IOL Sport understands that Central Gauteng Lions president Anne Vilas and Eastern Province Cricket president Donovan May want to access the now infamous report, which is sitting in the offices of Cricket SA’s lawyers, Bowman Gilfillan.
Vilas and the Central Gauteng Lions have been at the forefront of calls from within South African cricket circles to gain access to the report, which requires the signing of a Non-Disclosure Agreement first.
The report is understood to be 468 pages long and also has at least three auxiliary files attached.
Thus far the only action taken based on the findings contained therein has been the firing of CSA chief executive Thabang Moroe.
Cricket SA’s Members Council, the organisation’s highest decision-making body, made up of the 14 provincial presidents, commissioned the investigation earlier this year to examine the conduct of Moroe and the work of the Board, specifically related to the management of its oversight related to Moroe. It was conducted by Fundudzi Forensic Services, which started in March and finished at the end of June.
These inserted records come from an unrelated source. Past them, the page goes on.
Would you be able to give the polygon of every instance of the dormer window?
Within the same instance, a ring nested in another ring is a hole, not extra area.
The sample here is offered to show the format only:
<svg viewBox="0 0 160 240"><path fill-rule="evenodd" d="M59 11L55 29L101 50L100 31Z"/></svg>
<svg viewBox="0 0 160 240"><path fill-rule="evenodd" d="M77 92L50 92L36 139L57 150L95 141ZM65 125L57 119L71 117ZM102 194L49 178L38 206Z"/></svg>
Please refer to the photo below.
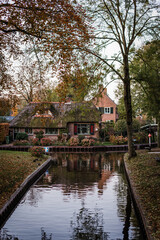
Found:
<svg viewBox="0 0 160 240"><path fill-rule="evenodd" d="M113 113L113 107L106 107L104 108L105 114L112 114Z"/></svg>

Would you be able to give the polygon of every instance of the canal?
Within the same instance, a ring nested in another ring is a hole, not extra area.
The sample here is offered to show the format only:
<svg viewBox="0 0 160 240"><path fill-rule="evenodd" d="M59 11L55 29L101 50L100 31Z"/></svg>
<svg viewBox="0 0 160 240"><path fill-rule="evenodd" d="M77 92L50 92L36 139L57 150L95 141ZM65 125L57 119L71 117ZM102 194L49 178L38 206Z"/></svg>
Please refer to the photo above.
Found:
<svg viewBox="0 0 160 240"><path fill-rule="evenodd" d="M0 230L0 239L143 240L123 154L54 154Z"/></svg>

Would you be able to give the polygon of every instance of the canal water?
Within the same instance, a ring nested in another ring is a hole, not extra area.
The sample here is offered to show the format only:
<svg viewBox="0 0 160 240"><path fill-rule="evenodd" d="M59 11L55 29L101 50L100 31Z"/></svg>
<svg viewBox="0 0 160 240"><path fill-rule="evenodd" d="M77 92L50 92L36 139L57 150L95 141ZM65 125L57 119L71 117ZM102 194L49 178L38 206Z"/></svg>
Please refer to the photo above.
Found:
<svg viewBox="0 0 160 240"><path fill-rule="evenodd" d="M0 230L0 239L144 239L122 154L58 153L53 158Z"/></svg>

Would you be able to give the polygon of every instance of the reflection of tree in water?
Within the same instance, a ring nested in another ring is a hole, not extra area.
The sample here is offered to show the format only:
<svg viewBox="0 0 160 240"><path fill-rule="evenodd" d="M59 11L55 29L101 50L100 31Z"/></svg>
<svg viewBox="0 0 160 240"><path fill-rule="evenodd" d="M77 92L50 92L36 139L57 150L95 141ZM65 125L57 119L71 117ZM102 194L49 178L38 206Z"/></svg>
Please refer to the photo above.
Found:
<svg viewBox="0 0 160 240"><path fill-rule="evenodd" d="M103 231L103 213L100 209L94 212L82 206L78 214L74 213L71 221L73 233L70 239L74 240L107 240L108 233Z"/></svg>
<svg viewBox="0 0 160 240"><path fill-rule="evenodd" d="M115 183L114 190L117 195L117 209L118 216L121 221L124 223L123 225L123 239L144 239L140 233L138 228L138 222L135 217L135 213L133 210L133 205L131 201L130 192L127 186L124 170L123 174L118 175L118 180ZM129 238L129 231L132 231L132 238Z"/></svg>
<svg viewBox="0 0 160 240"><path fill-rule="evenodd" d="M24 197L24 202L27 201L30 206L36 207L38 201L42 199L43 193L44 193L43 189L32 187L27 193L27 195Z"/></svg>
<svg viewBox="0 0 160 240"><path fill-rule="evenodd" d="M2 228L0 230L0 240L19 240L19 238L15 237L15 235L9 234L7 229ZM49 236L47 236L47 233L43 228L41 228L41 240L52 240L52 234L49 234Z"/></svg>

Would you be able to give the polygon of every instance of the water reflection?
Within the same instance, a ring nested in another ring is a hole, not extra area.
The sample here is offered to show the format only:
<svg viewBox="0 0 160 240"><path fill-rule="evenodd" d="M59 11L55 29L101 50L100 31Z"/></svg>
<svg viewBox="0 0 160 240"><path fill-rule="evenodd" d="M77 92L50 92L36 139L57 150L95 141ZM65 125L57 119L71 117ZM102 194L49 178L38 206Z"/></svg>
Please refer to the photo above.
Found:
<svg viewBox="0 0 160 240"><path fill-rule="evenodd" d="M10 235L7 229L0 230L0 240L20 240L15 235ZM41 240L52 240L52 233L47 234L43 228L41 228Z"/></svg>
<svg viewBox="0 0 160 240"><path fill-rule="evenodd" d="M90 209L85 207L83 202L79 213L74 212L71 220L71 228L73 231L71 239L99 239L107 240L108 234L104 232L103 212L101 209Z"/></svg>
<svg viewBox="0 0 160 240"><path fill-rule="evenodd" d="M44 226L41 233L48 239L144 239L123 173L123 155L58 153L53 157L53 166L4 226L11 235L16 233L21 240L34 235L39 240L38 231Z"/></svg>

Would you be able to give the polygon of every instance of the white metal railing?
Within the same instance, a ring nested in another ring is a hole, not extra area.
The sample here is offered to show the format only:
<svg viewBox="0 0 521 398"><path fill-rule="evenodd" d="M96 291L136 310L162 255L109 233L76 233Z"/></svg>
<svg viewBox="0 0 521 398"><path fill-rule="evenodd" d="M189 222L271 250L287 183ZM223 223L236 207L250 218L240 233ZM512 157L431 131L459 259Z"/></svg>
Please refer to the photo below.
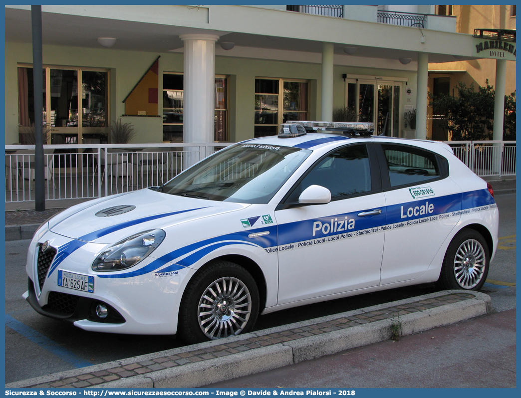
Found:
<svg viewBox="0 0 521 398"><path fill-rule="evenodd" d="M445 143L480 177L516 175L515 141ZM45 198L94 198L160 185L232 144L44 145ZM5 152L6 202L34 201L34 146L6 145Z"/></svg>
<svg viewBox="0 0 521 398"><path fill-rule="evenodd" d="M94 198L160 185L233 143L44 145L47 200ZM34 200L34 146L5 146L5 201Z"/></svg>
<svg viewBox="0 0 521 398"><path fill-rule="evenodd" d="M516 175L516 142L444 141L454 155L480 177Z"/></svg>

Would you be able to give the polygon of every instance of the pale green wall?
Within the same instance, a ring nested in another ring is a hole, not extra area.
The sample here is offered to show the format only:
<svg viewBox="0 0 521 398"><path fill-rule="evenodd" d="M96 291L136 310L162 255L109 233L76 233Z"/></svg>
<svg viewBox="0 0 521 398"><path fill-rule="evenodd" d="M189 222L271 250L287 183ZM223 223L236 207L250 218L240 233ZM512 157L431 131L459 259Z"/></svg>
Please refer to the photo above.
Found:
<svg viewBox="0 0 521 398"><path fill-rule="evenodd" d="M125 113L123 100L152 65L159 58L159 86L163 86L164 71L183 71L183 54L121 51L108 49L44 46L43 63L52 65L70 65L110 68L111 120ZM32 63L30 44L6 43L5 48L6 119L5 143L11 144L18 138L18 89L17 65ZM256 77L286 78L311 81L309 118L320 120L321 66L305 64L252 58L216 57L215 73L230 76L229 110L230 139L232 142L253 137L255 115L255 79ZM407 86L416 93L416 73L405 71L335 66L334 69L333 108L344 106L344 83L343 73L404 77L409 79ZM404 85L404 88L405 86ZM402 94L402 105L405 95ZM159 112L161 114L162 95L159 95ZM411 103L415 106L415 95ZM134 126L137 134L135 143L160 143L163 141L162 118L125 117L124 122Z"/></svg>

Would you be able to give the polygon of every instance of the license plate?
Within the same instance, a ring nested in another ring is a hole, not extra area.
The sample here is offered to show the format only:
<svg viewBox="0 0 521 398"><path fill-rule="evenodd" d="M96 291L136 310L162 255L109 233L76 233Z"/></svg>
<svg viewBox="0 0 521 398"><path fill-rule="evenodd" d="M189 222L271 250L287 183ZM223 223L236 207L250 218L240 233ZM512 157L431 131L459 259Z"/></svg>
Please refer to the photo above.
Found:
<svg viewBox="0 0 521 398"><path fill-rule="evenodd" d="M94 292L94 277L58 270L58 285L86 293Z"/></svg>

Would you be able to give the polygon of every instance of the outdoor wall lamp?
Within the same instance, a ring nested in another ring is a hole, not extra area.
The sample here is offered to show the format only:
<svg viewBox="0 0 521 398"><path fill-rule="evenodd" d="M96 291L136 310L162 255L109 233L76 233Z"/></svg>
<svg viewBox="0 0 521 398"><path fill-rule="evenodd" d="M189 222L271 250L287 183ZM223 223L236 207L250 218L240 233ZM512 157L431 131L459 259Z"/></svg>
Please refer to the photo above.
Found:
<svg viewBox="0 0 521 398"><path fill-rule="evenodd" d="M358 51L358 48L357 48L356 47L344 47L344 52L345 53L345 54L349 54L350 55L352 55L355 53L356 53L357 51Z"/></svg>
<svg viewBox="0 0 521 398"><path fill-rule="evenodd" d="M98 43L108 48L114 45L116 39L114 38L98 38Z"/></svg>
<svg viewBox="0 0 521 398"><path fill-rule="evenodd" d="M235 43L229 43L228 42L224 42L222 43L219 43L219 44L220 45L221 48L222 48L222 49L225 49L227 51L228 50L230 50L232 48L233 48L234 47L235 47Z"/></svg>

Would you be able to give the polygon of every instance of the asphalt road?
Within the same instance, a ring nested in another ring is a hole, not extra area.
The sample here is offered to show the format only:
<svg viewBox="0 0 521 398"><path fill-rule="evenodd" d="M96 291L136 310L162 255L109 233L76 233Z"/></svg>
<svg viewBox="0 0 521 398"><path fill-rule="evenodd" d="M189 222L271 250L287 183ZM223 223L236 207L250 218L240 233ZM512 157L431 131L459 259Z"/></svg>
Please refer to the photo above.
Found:
<svg viewBox="0 0 521 398"><path fill-rule="evenodd" d="M515 307L515 194L496 197L500 209L499 250L482 290L498 311ZM128 358L182 344L168 336L110 334L86 332L42 316L21 297L27 290L26 254L29 241L5 244L5 381L6 383L76 367ZM413 297L433 291L412 287L364 294L259 317L256 329Z"/></svg>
Cricket SA have refused access to the report without the signing of an NDA first, while it also told parliament’s sport, art and culture portfolio committee it wasn’t ready to share the contents at a meeting that was scheduled for August 21, but was then postponed.
Cricket SA fired Moroe last week, using the findings that emanated from the investigation as the basis for that decision. The organisation said Moroe “committed acts of serious misconduct”.
However, there is a strong suspicion from some representatives of the Members Council that the report contains much more and fingers more people at CSA.
The basis for that suspicion follows a report back the Council received from Bowman Gilfillan at a meeting last Monday night. At that meeting the Bowman Gilfillan team said the report contains “20 strands of findings which are broad and far-reaching”. In addition the Members Council was also told that while certain parts of the recommendations contained in the report could be acted upon quickly, others required further investigation.
Cricket SA at the start of the week, postponed its Annual General Meeting that was scheduled for this Saturday. The recommendations of the forensic report were used as a reason for that happening.
Furthermore, CSA said it would also work towards implementing the recommendations contained in that report as well as the Nicholson Commission which compiled a report eight years ago. Those recommendations specifically refer to the creation of a Board of Directors with a majority of independent representatives.
The Members Council is set for a meeting next Saturday where the forensic report will once again be the main topic on the agenda.
Sports Minister Nathi Mthethwa confirmed yesterday that he had not yet read the report despite calling for it to be made available to him before the AGM.